Technology and surgical techniques have changed dramatically over the years. When I started, some intracapsular cataract surgery was still being performed, but I was mostly trained to perform extracapsular cataract extraction, which later developed into phacoemulsification and now to laser-assisted cataract surgery. Refractive surgery has also dramatically shifted, from RK to PRK, then to LASIK, phakic IOLs, and now small incision lenticule extraction (SMILE).

But the most significant change, to me, is how demanding patients have become about their outcomes. For patients today, it is a given that there will be no complications during surgery. But, furthermore, they also assume that they will see well without need for eyeglasses. It is scary to practice at this level of patient expectation.

What advice can you offer the new generation of ophthalmologists?

Do not over-promise, and emphasize the downsides before the upsides of any procedure or technology. It is your responsibility to target the correct refraction for your refractive or cataract surgery patients. The treatment or device will work at its best if your refractive outcome is correct, so take the time to compute.

If you could trade lives with a fellow ophthalmologist for 1 day, who would it be and why?

Dimitri Azar, MD, MBA, was one of my most important mentors. He is now Dean of the College of Medicine at the University of Illinois in Chicago. I am curious to experience what the life of an academic executive is like and to see how he transitioned from being an active practicing clinician to an active manager of a prestigious university.

If you were forced to limit your practice of ophthalmology to one procedure, what procedure would you choose and why?

Cataract surgery would be my choice because it will be needed by everyone at some point in their lives. Plus it has the greatest reward potential in terms of improving the vision of patients.

Your Thoughts on Business

What differentiates your practice from those of your competitors?

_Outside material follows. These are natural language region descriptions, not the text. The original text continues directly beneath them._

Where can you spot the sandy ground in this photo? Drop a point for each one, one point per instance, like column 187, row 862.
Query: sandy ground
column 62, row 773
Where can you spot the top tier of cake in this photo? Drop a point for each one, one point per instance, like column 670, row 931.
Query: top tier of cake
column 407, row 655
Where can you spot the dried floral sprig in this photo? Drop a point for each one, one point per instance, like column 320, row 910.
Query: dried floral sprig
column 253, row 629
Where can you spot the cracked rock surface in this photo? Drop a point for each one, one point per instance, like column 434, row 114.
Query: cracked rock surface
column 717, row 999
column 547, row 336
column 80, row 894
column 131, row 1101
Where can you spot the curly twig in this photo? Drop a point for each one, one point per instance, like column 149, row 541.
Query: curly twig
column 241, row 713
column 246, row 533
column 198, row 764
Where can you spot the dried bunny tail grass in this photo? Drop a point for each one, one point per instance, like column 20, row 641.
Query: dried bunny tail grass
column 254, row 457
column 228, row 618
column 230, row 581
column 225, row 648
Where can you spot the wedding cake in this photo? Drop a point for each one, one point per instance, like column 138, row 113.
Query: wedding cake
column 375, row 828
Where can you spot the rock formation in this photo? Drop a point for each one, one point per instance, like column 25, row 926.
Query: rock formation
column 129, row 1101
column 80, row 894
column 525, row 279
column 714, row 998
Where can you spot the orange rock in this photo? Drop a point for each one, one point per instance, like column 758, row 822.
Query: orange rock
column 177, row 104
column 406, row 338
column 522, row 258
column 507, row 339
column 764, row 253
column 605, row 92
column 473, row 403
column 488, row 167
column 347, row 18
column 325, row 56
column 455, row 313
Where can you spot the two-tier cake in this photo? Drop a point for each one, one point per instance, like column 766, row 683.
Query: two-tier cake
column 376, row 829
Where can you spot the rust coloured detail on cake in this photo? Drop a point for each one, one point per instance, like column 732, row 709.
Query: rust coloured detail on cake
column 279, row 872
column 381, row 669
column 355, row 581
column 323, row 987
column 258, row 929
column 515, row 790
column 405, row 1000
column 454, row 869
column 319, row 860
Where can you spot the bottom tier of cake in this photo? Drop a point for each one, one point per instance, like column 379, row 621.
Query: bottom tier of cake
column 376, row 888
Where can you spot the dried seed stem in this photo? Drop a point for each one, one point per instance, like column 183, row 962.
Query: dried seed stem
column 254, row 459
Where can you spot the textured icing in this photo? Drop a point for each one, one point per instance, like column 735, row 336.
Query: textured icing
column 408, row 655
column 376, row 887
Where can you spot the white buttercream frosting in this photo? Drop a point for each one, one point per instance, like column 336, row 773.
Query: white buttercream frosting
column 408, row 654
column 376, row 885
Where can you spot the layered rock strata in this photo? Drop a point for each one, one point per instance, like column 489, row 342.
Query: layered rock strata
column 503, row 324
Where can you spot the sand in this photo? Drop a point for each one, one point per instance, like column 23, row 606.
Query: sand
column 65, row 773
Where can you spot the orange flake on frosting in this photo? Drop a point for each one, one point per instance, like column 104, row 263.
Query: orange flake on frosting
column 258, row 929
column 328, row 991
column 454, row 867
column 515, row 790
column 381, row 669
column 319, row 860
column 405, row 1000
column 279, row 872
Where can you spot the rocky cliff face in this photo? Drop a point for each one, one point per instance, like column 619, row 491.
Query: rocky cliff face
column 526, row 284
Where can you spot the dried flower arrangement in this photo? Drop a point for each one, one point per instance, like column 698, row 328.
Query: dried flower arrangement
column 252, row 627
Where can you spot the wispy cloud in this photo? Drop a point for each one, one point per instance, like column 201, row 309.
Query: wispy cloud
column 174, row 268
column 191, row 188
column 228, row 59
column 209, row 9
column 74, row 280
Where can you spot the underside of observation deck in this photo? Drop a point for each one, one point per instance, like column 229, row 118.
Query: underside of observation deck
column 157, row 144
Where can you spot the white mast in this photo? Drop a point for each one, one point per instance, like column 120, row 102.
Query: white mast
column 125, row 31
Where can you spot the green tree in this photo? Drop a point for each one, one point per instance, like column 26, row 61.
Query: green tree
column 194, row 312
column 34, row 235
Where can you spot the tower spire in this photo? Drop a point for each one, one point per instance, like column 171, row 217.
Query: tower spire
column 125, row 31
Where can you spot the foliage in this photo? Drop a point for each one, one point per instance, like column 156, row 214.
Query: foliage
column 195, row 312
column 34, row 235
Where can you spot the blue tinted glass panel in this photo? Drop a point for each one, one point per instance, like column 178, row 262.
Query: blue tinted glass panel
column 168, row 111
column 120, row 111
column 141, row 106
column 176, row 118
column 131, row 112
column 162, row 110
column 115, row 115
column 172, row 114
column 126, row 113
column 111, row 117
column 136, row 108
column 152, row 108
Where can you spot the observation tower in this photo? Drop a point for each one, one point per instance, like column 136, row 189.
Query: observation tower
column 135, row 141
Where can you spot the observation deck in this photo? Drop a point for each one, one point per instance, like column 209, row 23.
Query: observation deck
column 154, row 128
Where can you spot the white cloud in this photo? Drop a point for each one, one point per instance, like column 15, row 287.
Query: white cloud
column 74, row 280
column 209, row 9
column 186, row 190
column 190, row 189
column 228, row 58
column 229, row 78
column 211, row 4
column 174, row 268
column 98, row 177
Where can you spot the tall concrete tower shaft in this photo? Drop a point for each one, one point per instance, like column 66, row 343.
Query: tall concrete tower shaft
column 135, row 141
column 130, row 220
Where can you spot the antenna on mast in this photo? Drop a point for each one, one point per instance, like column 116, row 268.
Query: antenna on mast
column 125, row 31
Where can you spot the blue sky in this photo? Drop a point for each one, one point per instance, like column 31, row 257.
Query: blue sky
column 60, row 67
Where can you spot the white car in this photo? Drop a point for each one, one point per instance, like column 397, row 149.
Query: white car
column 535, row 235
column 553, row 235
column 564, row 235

All our practicing staff are fellowship-trained, and our practice offers a full line of subspecialty services. Another differentiation is that we participate in many research studies, which give our patients the opportunity to receive cutting-edge technology that is still in its developmental stage. Being involved in studies also gives our doctors the opportunity to be ahead of the curve in learning new technologies.

How do you feel about private equity, and is there a place for it in ophthalmology?

I am neutral about private equity. I have seen venture capitalists at their best in spotting a potential technology and bringing it to fruition. But I have also seen how costs and profit margins have escalated the prices of drugs and devices, putting them out of reach of many patients.

How do you approach marketing your practice and specific procedures you offer?

We find that television medical talk shows can reach the greatest number of people and can provide a lot of information because the topics are discussed thoroughly. Online marketing such as a Facebook presence, blogs, and an updated website are also helpful.

It is important to have patient testimonials in each of these marketing venues because prospective patients tend to believe the feedback of previous patients (word of mouth) more than anything that can be conveyed by other advertising media such as broadcast, web, or print.

How do you or your practice keep staff members happy?

First, we recognize and appreciate their contributions to the practice. Second, I bring my staff periodically on food outings. I want them to enjoy good food in a relaxed atmosphere outside of the hospital hierarchy system.

What is your end game?

Once I feel that my surgical skills have started to wane, I would like to be a manager and run a health care facility, hospital, or school.